Tuesday, February 7, 2012

On the Trail Again

   Jubilation! Legs and arms in motion! I’m back on the trail again, celebrating restored mobility after the limitations of a broken arm and fall-related joint complaints. 
   Last week, on two days of dazzling sunshine (an unexpected joy in the midst of a Pacific Northwest winter), I strapped on snowshoes and joined my husband for modest treks through snow-draped forests of the Cascade Range. We selected routes with gentle slopes and set short goals for each outing. The purpose, after all, was not distance but an assessment of physical stability. For me, the route led to an exciting destination—a restored sense of ease and comfort in my body and a revived zest for life.
   Honestly, I’m trying to be reasonable about this joyous freedom from pain.
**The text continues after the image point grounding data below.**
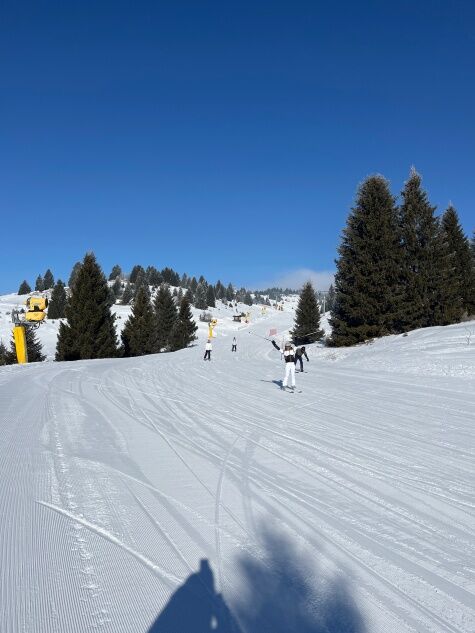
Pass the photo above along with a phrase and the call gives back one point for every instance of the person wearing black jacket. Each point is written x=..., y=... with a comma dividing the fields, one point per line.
x=299, y=352
x=289, y=358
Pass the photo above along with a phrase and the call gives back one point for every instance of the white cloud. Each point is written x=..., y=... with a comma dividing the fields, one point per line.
x=295, y=279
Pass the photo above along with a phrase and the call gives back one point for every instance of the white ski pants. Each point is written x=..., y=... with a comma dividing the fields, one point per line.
x=289, y=371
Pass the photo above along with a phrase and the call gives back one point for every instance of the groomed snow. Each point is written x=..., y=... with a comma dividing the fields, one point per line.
x=348, y=507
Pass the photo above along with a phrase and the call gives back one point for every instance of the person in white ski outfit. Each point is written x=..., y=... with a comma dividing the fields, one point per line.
x=289, y=357
x=208, y=349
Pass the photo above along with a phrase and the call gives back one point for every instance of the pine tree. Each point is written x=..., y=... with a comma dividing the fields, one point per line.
x=166, y=315
x=230, y=292
x=210, y=298
x=461, y=291
x=58, y=301
x=307, y=318
x=90, y=330
x=24, y=288
x=127, y=295
x=39, y=284
x=115, y=272
x=74, y=274
x=220, y=290
x=141, y=282
x=34, y=349
x=193, y=285
x=200, y=297
x=153, y=276
x=134, y=273
x=368, y=294
x=330, y=300
x=48, y=280
x=425, y=266
x=139, y=335
x=184, y=329
x=247, y=299
x=117, y=288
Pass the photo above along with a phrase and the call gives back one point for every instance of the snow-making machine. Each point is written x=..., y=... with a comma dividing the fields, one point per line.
x=31, y=318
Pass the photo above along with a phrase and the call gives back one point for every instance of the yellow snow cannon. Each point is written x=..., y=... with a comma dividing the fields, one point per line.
x=36, y=307
x=35, y=315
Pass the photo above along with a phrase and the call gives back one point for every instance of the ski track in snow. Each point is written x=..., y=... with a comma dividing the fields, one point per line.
x=118, y=476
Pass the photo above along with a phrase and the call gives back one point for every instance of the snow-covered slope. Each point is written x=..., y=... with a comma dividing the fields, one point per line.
x=345, y=508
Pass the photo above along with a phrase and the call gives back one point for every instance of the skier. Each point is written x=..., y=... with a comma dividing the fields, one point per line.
x=208, y=349
x=299, y=352
x=289, y=358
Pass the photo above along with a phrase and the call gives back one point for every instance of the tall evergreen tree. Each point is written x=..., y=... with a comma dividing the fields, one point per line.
x=307, y=317
x=39, y=284
x=134, y=273
x=34, y=349
x=48, y=280
x=193, y=285
x=153, y=276
x=115, y=272
x=90, y=330
x=461, y=283
x=200, y=297
x=117, y=288
x=74, y=274
x=128, y=294
x=140, y=335
x=330, y=299
x=229, y=292
x=367, y=282
x=166, y=315
x=425, y=265
x=219, y=290
x=184, y=329
x=24, y=288
x=210, y=298
x=141, y=282
x=247, y=298
x=58, y=301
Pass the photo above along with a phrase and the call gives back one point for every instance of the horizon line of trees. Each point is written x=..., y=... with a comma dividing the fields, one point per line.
x=400, y=267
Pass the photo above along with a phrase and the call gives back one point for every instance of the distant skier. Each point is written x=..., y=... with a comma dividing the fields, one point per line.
x=208, y=349
x=299, y=352
x=289, y=357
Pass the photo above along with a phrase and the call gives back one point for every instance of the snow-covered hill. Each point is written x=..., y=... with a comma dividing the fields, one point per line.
x=164, y=493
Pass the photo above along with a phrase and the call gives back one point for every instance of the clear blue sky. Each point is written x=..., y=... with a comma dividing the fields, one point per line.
x=222, y=138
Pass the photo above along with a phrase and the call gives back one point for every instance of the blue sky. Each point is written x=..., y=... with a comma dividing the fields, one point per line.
x=223, y=139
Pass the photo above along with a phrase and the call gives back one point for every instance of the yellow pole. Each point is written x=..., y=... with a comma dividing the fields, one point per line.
x=19, y=337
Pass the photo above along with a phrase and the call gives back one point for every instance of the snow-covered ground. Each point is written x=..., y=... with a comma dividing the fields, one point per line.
x=348, y=507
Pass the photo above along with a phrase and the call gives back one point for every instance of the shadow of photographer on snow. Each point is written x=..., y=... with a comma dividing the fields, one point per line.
x=279, y=592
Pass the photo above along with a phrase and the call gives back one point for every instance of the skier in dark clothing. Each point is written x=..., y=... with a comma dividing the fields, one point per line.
x=289, y=357
x=299, y=352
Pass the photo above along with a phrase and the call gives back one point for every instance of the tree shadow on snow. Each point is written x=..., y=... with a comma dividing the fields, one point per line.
x=283, y=593
x=195, y=607
x=279, y=592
I want to carry it through a steady progression of training for the 137-mile distance hike I’ve signed up for in August. Still, it’s hard to stifle my delight in being back on my feet.

Balancing on Big Feet

   On this first outing of the winter, I shuffled cautiously through an introductory period of re-familiarization with snowshoes. After 15 or 20 minutes of acclimation on the packed snow trail, I settled into a comfortable pace, guided by the rhythmic cadence set by my cross-country ski poles. Two steps per pole plant. Breath and poles meshed in an easy pattern as I advanced deeper into the wintry stillness of the forest.
   Then, almost immediately as soon as I released concerns about balance, or the warmth of the gloves I’d selected, I found myself miles away from the sparkling beauty spread before me. My mind began reviewing the menu for dinner that evening with friends. Moments later, it was sorting out the wardrobe for an upcoming trip. You know how it goes! 

 Muttering in the Forest

   In the silence of this forest, the loudest intrusion on tranquility loomed in my own mind. “One-two, one-two,” I countered, choosing to stop the repetitious cycle of mental ruminations by mentally counting my steps. “One-two, one-two,” correcting my course on the trail. The focused count pulled me back on track to the destination I value most when I walk—a place of peace in myself. Even in a setting of quiet beauty, it’s amazing how difficult it can be to get my head in the same location as my feet. “One-two, one-two.” One moment at a time.